Plusieurs courriers ont été écrits à la Mairie de Concarneau. Une adhérente à eu un rendez-vous avec l'élu au développement durable, sans solution concrète. Une demande de rendez-vous pour une délégation a été demandée avec le même élu.

Mercredi 18 Mai, un communiqué a été dit au "Télégramme" et "Ouest France". Il signifie ce qui est écrit ci-dessus. Il demande aussi à tous ceux qui oeuvrent publiquement pour le développement durable et les déplacements doux de se prononcer sur la situation de l'association. A ce titre, le communiqué rappelle l'activité de l'association en terme de chiffres: 85 adhérents, 300 passages à l'atelier, 200 vélos récupérés, plus de 100 remis en circulation, 200 personnes uniques aux 9 velorutions et plus de 500 personnes venus sur le marché. Soit beaucoup de monde sensibilisés, informés, et mis en selle.

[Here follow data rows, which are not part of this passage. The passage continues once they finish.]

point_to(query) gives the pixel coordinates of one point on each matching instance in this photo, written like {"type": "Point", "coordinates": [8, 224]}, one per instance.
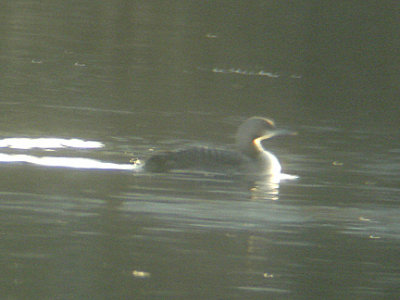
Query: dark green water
{"type": "Point", "coordinates": [138, 76]}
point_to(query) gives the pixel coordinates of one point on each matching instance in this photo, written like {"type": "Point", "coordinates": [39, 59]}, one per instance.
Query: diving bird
{"type": "Point", "coordinates": [248, 155]}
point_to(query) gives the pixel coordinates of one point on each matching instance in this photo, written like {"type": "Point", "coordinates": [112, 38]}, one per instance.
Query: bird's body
{"type": "Point", "coordinates": [249, 156]}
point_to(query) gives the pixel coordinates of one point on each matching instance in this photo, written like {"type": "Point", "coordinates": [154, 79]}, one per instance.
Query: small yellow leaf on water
{"type": "Point", "coordinates": [267, 275]}
{"type": "Point", "coordinates": [374, 237]}
{"type": "Point", "coordinates": [140, 274]}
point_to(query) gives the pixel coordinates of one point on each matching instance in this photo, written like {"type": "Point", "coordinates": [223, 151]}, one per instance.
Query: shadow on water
{"type": "Point", "coordinates": [121, 233]}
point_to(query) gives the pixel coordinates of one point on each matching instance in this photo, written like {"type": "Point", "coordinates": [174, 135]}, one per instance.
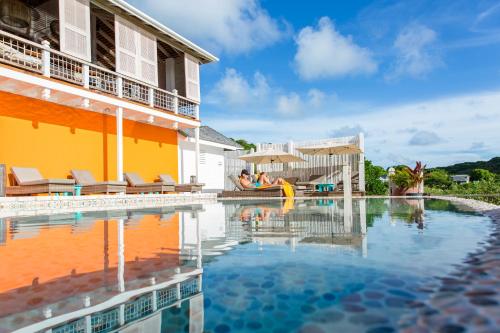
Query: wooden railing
{"type": "Point", "coordinates": [41, 59]}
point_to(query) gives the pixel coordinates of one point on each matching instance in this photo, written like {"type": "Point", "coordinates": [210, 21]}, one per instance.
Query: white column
{"type": "Point", "coordinates": [362, 162]}
{"type": "Point", "coordinates": [119, 144]}
{"type": "Point", "coordinates": [197, 153]}
{"type": "Point", "coordinates": [86, 76]}
{"type": "Point", "coordinates": [46, 58]}
{"type": "Point", "coordinates": [346, 174]}
{"type": "Point", "coordinates": [121, 257]}
{"type": "Point", "coordinates": [198, 242]}
{"type": "Point", "coordinates": [362, 220]}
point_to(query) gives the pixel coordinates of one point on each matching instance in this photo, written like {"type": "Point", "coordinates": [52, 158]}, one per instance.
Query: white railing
{"type": "Point", "coordinates": [41, 59]}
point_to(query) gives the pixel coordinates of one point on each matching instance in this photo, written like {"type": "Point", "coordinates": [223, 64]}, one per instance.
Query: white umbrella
{"type": "Point", "coordinates": [330, 149]}
{"type": "Point", "coordinates": [270, 156]}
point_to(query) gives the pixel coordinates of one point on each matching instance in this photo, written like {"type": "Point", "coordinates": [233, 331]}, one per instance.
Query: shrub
{"type": "Point", "coordinates": [374, 185]}
{"type": "Point", "coordinates": [482, 174]}
{"type": "Point", "coordinates": [438, 178]}
{"type": "Point", "coordinates": [402, 179]}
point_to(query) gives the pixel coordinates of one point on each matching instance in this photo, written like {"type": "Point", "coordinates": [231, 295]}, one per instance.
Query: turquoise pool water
{"type": "Point", "coordinates": [236, 266]}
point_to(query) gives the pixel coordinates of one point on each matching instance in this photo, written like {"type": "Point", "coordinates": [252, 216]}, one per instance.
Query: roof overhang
{"type": "Point", "coordinates": [169, 35]}
{"type": "Point", "coordinates": [36, 86]}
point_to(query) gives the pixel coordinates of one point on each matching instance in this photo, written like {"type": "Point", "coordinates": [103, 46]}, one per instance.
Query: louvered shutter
{"type": "Point", "coordinates": [148, 56]}
{"type": "Point", "coordinates": [192, 69]}
{"type": "Point", "coordinates": [75, 28]}
{"type": "Point", "coordinates": [126, 48]}
{"type": "Point", "coordinates": [136, 53]}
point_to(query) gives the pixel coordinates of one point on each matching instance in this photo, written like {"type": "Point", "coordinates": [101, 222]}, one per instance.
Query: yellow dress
{"type": "Point", "coordinates": [287, 189]}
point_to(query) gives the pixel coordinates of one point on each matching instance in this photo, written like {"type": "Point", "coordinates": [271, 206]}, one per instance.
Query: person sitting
{"type": "Point", "coordinates": [264, 180]}
{"type": "Point", "coordinates": [245, 179]}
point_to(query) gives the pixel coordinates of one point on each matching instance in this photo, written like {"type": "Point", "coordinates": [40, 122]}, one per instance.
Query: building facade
{"type": "Point", "coordinates": [213, 145]}
{"type": "Point", "coordinates": [95, 85]}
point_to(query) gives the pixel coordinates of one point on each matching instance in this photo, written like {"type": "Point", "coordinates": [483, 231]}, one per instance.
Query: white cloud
{"type": "Point", "coordinates": [290, 104]}
{"type": "Point", "coordinates": [234, 90]}
{"type": "Point", "coordinates": [313, 101]}
{"type": "Point", "coordinates": [424, 138]}
{"type": "Point", "coordinates": [415, 55]}
{"type": "Point", "coordinates": [322, 52]}
{"type": "Point", "coordinates": [390, 128]}
{"type": "Point", "coordinates": [316, 97]}
{"type": "Point", "coordinates": [234, 26]}
{"type": "Point", "coordinates": [346, 131]}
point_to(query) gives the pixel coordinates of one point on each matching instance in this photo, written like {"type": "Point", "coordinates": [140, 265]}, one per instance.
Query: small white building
{"type": "Point", "coordinates": [461, 179]}
{"type": "Point", "coordinates": [212, 147]}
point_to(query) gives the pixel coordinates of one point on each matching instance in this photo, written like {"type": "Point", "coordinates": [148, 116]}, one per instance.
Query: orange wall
{"type": "Point", "coordinates": [41, 256]}
{"type": "Point", "coordinates": [56, 139]}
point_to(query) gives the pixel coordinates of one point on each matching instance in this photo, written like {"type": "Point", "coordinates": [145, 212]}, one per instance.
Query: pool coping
{"type": "Point", "coordinates": [43, 205]}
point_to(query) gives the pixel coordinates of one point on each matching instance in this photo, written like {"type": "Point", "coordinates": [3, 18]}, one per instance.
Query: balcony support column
{"type": "Point", "coordinates": [197, 144]}
{"type": "Point", "coordinates": [46, 58]}
{"type": "Point", "coordinates": [119, 144]}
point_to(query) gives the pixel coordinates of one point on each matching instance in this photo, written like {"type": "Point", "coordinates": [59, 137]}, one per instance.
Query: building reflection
{"type": "Point", "coordinates": [409, 210]}
{"type": "Point", "coordinates": [141, 270]}
{"type": "Point", "coordinates": [99, 272]}
{"type": "Point", "coordinates": [327, 222]}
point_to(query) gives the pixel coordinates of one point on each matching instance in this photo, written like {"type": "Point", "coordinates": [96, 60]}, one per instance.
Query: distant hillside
{"type": "Point", "coordinates": [492, 165]}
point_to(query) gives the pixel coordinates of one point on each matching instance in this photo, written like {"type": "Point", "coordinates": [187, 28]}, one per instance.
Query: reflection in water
{"type": "Point", "coordinates": [142, 270]}
{"type": "Point", "coordinates": [103, 271]}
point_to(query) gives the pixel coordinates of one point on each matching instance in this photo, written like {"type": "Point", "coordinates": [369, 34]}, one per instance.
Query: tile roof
{"type": "Point", "coordinates": [209, 134]}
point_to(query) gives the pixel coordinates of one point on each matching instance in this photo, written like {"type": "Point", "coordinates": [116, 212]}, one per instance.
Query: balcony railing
{"type": "Point", "coordinates": [39, 58]}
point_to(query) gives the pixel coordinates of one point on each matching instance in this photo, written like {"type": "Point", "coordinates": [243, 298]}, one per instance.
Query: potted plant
{"type": "Point", "coordinates": [408, 181]}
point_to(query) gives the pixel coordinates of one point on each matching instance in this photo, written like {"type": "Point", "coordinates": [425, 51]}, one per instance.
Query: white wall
{"type": "Point", "coordinates": [211, 164]}
{"type": "Point", "coordinates": [212, 224]}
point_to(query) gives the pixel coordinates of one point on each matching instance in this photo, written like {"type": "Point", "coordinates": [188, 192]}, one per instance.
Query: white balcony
{"type": "Point", "coordinates": [48, 63]}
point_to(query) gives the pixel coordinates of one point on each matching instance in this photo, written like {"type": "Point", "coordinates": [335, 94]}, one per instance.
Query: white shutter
{"type": "Point", "coordinates": [136, 53]}
{"type": "Point", "coordinates": [148, 54]}
{"type": "Point", "coordinates": [75, 28]}
{"type": "Point", "coordinates": [126, 48]}
{"type": "Point", "coordinates": [192, 69]}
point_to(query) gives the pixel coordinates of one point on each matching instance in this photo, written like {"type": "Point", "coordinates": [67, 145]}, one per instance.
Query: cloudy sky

Une réflexion est en cours pour formaliser une demande publique aux privés.

L'accès à l'emplacement associatif pour les marchés du Vendredi semble compromis pour cet été. Une réponse formelle de la Mairie est attendue.

La prochaine velorution aura lieu le 18 juin, place de la Mairie, RDV 14h et départ 14h30.

Le local reste ouvert. Il suffit de frapper et de s'annoncer. On peut donc passer quand on le souhaite et ainsi apporter des idées et un souhaitable soutien.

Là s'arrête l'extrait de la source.